Новёхонькая, полная жизни, эгоистичная, серая с чёрным, в розовых перчатках и шарфике Жюли вышла однажды в одиннадцать утра на жёлтое поздне-августовское солнце и остановилась перед зеркальной витриной. «Такая женщина ещё смотрится, если хорошо одета. Эта шляпка с голубым пером – просто чудо. Для полного комплекта не хватает только мужчины в тёмно-сером… Но это дорогой аксессуар».
К её удивлению, обновы порождали меланхолию и жажду иной роскоши. Случалось, стоя на краю тротуара, она, впав в рассеянность, ждала не просто машину, но определённую машину – свою. Спросонок она шарила в постели, ища прохладное сонное тело, выпроставшееся из-под простыни. Она пыталась нащупать на безымянном пальце след кольца. Потом вспоминала, что сама в безрассудном порыве потеряла спящего мужчину с холодными коленями, потеряла машину, удручающие и красивые апартаменты, кольцо и след от кольца… Всё, что она пустила по ветру, снова дало о себе знать, и её красивые ноздри расширялись, когда она вспоминала возбуждающий запах, который испускали, нагреваясь друг о друга, её медно-рыжая кобыла и седло из юфти. «Седло из юфти! И форсила же я… Седло, которое стоило… Бог весть, сколько оно стоило! Кобыла тоже. После той кобылы у меня был маленький автомобиль. А теперь у меня мамаша Энселад вместо кузин Карнейян-Рокенкур и моей золовки Эспиван, и Коко Ватар вместо Пюиламара… Попробовал бы кто сказать мне в глаза, что я не выиграла на таком обмене – я бы ему показала…» Но никто, кроме Жюли де Карнейян, не попрекал её социальным уровнем госпожи Энселад, специалистки по массажу, сведению татуировки и перенизыванию жемчужных ожерелий, самодовольной молодостью Коко Ватара и пустопорожней ясностью Люси Альбер.
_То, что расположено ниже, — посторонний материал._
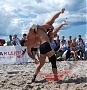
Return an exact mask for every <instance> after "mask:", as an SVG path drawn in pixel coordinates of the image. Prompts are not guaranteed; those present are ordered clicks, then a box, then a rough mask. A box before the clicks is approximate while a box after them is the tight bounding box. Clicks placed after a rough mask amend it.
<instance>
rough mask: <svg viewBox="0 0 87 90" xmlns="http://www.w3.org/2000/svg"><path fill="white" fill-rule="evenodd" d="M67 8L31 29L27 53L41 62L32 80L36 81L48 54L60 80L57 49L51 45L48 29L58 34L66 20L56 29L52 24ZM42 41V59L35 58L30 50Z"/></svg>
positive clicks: (32, 58)
mask: <svg viewBox="0 0 87 90" xmlns="http://www.w3.org/2000/svg"><path fill="white" fill-rule="evenodd" d="M64 11H65V9H62V10H61V11H59V12H58V13H56V14H55V15H54V16H53V17H52V19H51V20H49V21H48V22H46V23H45V24H43V25H37V26H36V28H35V29H32V27H31V28H30V30H29V33H28V35H27V41H26V46H27V53H28V55H29V56H30V57H31V58H32V59H33V60H34V62H35V63H36V64H38V63H39V65H38V66H37V68H36V71H35V74H34V75H33V78H32V82H34V81H35V79H36V76H37V74H38V73H39V72H40V69H41V68H42V66H43V65H44V63H45V59H46V56H47V57H48V58H49V61H50V62H51V64H52V71H53V74H54V80H58V77H57V66H56V57H55V51H54V50H53V49H52V48H51V46H50V41H49V37H48V35H47V31H48V29H50V30H53V31H52V32H53V34H56V33H57V32H58V31H59V30H60V29H61V27H62V26H63V25H65V24H66V22H62V23H61V24H60V25H59V26H58V27H57V28H55V29H54V27H53V26H52V24H53V23H54V21H55V19H56V18H58V17H59V15H60V14H62V13H64ZM38 41H39V42H40V59H39V61H38V60H37V59H36V58H34V57H33V56H32V55H31V53H30V50H31V48H32V47H33V46H34V45H35V43H36V42H38Z"/></svg>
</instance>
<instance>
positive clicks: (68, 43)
mask: <svg viewBox="0 0 87 90" xmlns="http://www.w3.org/2000/svg"><path fill="white" fill-rule="evenodd" d="M67 43H68V47H69V48H70V44H71V43H72V36H69V39H68V41H67Z"/></svg>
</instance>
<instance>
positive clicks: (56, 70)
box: [46, 50, 57, 75]
mask: <svg viewBox="0 0 87 90" xmlns="http://www.w3.org/2000/svg"><path fill="white" fill-rule="evenodd" d="M46 55H47V56H48V57H49V61H50V62H51V64H52V71H53V74H54V75H56V74H57V66H56V56H55V51H54V50H51V51H50V52H48V53H47V54H46Z"/></svg>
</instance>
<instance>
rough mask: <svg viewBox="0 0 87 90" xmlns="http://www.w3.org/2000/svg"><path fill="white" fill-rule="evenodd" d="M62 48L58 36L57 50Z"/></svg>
mask: <svg viewBox="0 0 87 90" xmlns="http://www.w3.org/2000/svg"><path fill="white" fill-rule="evenodd" d="M59 48H60V39H59V35H57V49H59Z"/></svg>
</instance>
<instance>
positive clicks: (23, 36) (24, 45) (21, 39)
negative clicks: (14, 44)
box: [20, 34, 27, 46]
mask: <svg viewBox="0 0 87 90" xmlns="http://www.w3.org/2000/svg"><path fill="white" fill-rule="evenodd" d="M26 36H27V34H23V38H22V39H21V40H20V44H21V46H25V41H26Z"/></svg>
Некоторое время спустя она вообразила, что нездорова. Но у неё не было опыта в болезнях, и она предположила, что это возрастное. «Уже? А мне-то казалось, я ещё хоть куда…» Вопрошая своё тело, она не получила ни подтверждения, ни опровержения. Каждый день она думала об Эспиване, о Марианне, о маленьком Тони и говорила себе с искренней убеждённостью: «Странно, как мало я думаю об этих людях».
Приступ демократического настроения обернулся выгодой для Коко Ватара. Вновь призванный, амнистированный, он восхищался шляпами, платьями, чулками бронзового цвета, туго обтягивающими ноги с небольшими ладными мышцами. В знак доброжелательности Жюли согласилась наконец «быть милой» тихим ранним вечером в полумраке студии. Но ему не было дозволено выразить длинному светлому рифу, что, чуть мерцая, вытянулся рядом с ним, свою великую благодарность. При первом же его слове в сумраке вспыхнул красный огонёк сигареты, и приглушённый голос Жюли просто сказал:
– Нет. Я не люблю, когда об этом потом говорят.
От Жюли не укрылось, что отмена излияний омрачила настроение Коко Ватара. Однажды, чтобы его рассмешить, она рассказала, что продала часы с браслетом и накупила обнов. Но он не стал смеяться.
– О! Я так и знал, что ты сделаешь какую-нибудь глупость. Этот браслет, которого я, кстати, никогда не видел, мог бы тебе очень пригодиться. Тебе надо было сохранить его и продать только в случае войны. Когда меня не будет, Бог весть, что с тобой станется.
– Ты слишком много думаешь о войне, Коко.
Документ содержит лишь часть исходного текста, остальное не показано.